Es gibt in der Bibel ganz verschiedene Geschichten von Engeln, die Menschen besucht haben. Du kennst ja sicher die Weihnachtsgeschichte von Maria und Josef und der Geburt des Jesuskindes. Sonst kannst du sie in diesem Buch weiter hinten beim Buchstaben Q nachlesen. Bevor das Jesuskind zur Welt kam, wollte Josef Maria verstossen, weil sie schwanger und es eine Schande war, wenn eine Frau vor der Heirat ein Kind bekam. Das ist bei uns heute zum Glück nicht mehr so. Damals, bei Maria, schickte Gott Josef einen Traum. Und in dem Traum kam ein Engel zu ihm und sagte: «Nimm Maria zu dir, denn das Kind, das sie zur Welt bringen wird, ist von Gott.» Ist denn nicht jedes Kind von Gott? Ja, das hatte Josef in seiner Aufregung ganz vergessen.

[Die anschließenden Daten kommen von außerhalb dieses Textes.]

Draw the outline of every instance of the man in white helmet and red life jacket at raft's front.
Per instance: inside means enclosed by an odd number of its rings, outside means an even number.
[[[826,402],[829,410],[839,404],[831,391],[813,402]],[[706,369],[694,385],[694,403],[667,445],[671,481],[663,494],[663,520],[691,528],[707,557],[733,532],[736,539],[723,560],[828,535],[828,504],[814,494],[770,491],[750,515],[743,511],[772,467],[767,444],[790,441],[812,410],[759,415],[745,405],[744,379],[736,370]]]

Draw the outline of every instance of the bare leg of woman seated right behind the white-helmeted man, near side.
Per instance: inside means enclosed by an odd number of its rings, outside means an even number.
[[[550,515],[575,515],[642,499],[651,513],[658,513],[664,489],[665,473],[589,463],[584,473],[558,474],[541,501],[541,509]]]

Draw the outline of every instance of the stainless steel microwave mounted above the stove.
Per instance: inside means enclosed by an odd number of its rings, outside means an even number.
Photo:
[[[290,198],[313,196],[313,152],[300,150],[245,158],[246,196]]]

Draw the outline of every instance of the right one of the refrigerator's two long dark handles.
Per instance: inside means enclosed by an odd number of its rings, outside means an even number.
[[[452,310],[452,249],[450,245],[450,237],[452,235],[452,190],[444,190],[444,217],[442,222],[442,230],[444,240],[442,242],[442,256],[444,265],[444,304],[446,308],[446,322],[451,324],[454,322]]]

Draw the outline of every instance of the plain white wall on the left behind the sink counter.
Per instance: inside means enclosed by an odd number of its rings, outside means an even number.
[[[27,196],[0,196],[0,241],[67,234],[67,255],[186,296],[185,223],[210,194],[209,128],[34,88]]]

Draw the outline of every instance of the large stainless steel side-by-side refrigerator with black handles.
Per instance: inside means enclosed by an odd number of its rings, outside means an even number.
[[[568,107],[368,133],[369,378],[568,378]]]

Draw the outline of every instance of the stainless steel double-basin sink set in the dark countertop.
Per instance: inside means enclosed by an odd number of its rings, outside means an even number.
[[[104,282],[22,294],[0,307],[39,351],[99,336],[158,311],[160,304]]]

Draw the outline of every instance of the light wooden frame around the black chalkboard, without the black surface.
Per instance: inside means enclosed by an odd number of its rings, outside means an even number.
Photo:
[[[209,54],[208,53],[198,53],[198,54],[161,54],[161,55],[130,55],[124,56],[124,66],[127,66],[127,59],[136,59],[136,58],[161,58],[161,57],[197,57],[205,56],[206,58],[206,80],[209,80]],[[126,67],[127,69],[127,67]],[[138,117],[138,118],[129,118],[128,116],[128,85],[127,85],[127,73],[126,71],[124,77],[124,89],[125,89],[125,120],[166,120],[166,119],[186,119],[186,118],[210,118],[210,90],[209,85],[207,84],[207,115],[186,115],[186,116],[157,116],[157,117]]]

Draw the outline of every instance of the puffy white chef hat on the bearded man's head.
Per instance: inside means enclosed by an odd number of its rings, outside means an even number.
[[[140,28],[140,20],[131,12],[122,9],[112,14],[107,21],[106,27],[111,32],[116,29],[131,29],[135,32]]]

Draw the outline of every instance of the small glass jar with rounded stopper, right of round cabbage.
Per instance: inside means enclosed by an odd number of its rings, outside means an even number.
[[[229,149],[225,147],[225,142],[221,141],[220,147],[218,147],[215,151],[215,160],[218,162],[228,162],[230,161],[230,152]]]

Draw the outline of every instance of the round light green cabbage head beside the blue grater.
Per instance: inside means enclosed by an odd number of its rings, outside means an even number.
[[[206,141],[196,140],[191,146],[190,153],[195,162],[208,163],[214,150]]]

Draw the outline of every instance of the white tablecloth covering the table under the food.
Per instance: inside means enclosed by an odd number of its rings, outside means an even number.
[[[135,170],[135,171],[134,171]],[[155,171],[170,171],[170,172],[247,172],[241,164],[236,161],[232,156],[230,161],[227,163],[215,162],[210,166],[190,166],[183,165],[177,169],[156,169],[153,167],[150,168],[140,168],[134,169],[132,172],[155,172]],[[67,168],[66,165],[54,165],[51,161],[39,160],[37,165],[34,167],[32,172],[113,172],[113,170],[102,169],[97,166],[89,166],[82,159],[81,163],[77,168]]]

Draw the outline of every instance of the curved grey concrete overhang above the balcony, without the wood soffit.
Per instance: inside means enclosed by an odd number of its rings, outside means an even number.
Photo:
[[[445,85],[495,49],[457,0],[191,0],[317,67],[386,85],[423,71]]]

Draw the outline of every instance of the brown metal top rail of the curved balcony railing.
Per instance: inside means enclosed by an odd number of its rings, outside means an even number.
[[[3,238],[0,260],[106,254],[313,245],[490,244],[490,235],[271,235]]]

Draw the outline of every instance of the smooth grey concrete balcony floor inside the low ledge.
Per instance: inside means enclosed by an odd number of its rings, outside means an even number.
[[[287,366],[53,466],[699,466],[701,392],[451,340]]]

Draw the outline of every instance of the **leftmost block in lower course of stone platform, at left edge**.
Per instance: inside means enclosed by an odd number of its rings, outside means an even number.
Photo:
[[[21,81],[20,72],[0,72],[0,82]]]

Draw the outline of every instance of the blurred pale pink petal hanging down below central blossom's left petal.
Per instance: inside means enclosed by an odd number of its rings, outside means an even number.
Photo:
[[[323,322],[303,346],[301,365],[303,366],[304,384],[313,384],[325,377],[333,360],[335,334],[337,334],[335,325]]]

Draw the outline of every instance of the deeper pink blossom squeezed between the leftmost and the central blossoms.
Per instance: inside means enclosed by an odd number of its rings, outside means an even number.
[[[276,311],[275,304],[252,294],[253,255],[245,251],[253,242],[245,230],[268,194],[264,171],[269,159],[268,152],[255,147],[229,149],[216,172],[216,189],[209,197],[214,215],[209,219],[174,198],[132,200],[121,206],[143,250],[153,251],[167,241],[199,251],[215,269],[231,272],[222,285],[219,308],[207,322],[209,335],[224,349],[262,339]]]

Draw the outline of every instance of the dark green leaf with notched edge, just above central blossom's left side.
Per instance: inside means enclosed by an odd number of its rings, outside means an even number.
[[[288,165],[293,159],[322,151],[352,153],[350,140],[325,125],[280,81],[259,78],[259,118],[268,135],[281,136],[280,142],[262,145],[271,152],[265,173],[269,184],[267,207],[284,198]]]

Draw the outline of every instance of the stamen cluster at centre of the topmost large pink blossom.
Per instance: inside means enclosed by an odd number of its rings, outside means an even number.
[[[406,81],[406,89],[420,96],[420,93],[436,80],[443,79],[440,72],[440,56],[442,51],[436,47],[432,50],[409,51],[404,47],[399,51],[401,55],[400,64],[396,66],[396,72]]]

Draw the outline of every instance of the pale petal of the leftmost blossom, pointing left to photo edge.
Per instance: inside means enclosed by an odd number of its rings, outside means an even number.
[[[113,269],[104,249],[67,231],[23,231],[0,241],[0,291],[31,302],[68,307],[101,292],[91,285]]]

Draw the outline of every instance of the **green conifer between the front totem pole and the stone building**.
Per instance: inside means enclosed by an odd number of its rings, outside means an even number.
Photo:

Da brauchte es schon einen Engel, der es ihm in Erinnerung rief: Dieses Kind braucht einen Vater und Maria braucht einen Mann. Sei du ein Beschützer für beide. Josef hat auf den Engel gehört, auch später noch. Als das Jesuskind geboren war, wollte König Herodes es umbringen. Er hatte nämlich von der Geburt eines neuen Königs gehört und weil er allein König sein wollte, liess er in seinem ganzen Reich alle neugeborenen Knäblein töten. Doch wieder schickte Gott Josef einen Traum und in dem Traum kam der Engel noch einmal zu ihm und sagte: «Nimm Maria und ihr Söhnlein und flieh, weg von hier.» Da floh Josef mit seiner Frau und ihrem Kind nach Ägypten und blieb dort, bis König Herodes gestorben war. So wurde Jesus gerettet. Dieser Engel war wirklich ein Schutzengel. Gott sei Dank hat Josef auf ihn gehört.

Von Engeln wird noch viel die Rede sein in diesem Buch. Und je mehr Geschichten du kennst, umso besser wirst du verstehen, was Engel sind. Es gibt sie wirklich. Aber es gibt sie nicht so, wie es den Stuhl gibt, auf dem du sitzt, oder die Nachbarskinder, mit denen du spielst. Nicht so, wie etwas, das man brauchen, anfassen oder sehen kann. Doch Engel sind so wirklich wie deine Träume, und es ist gut, auf sie zu hören.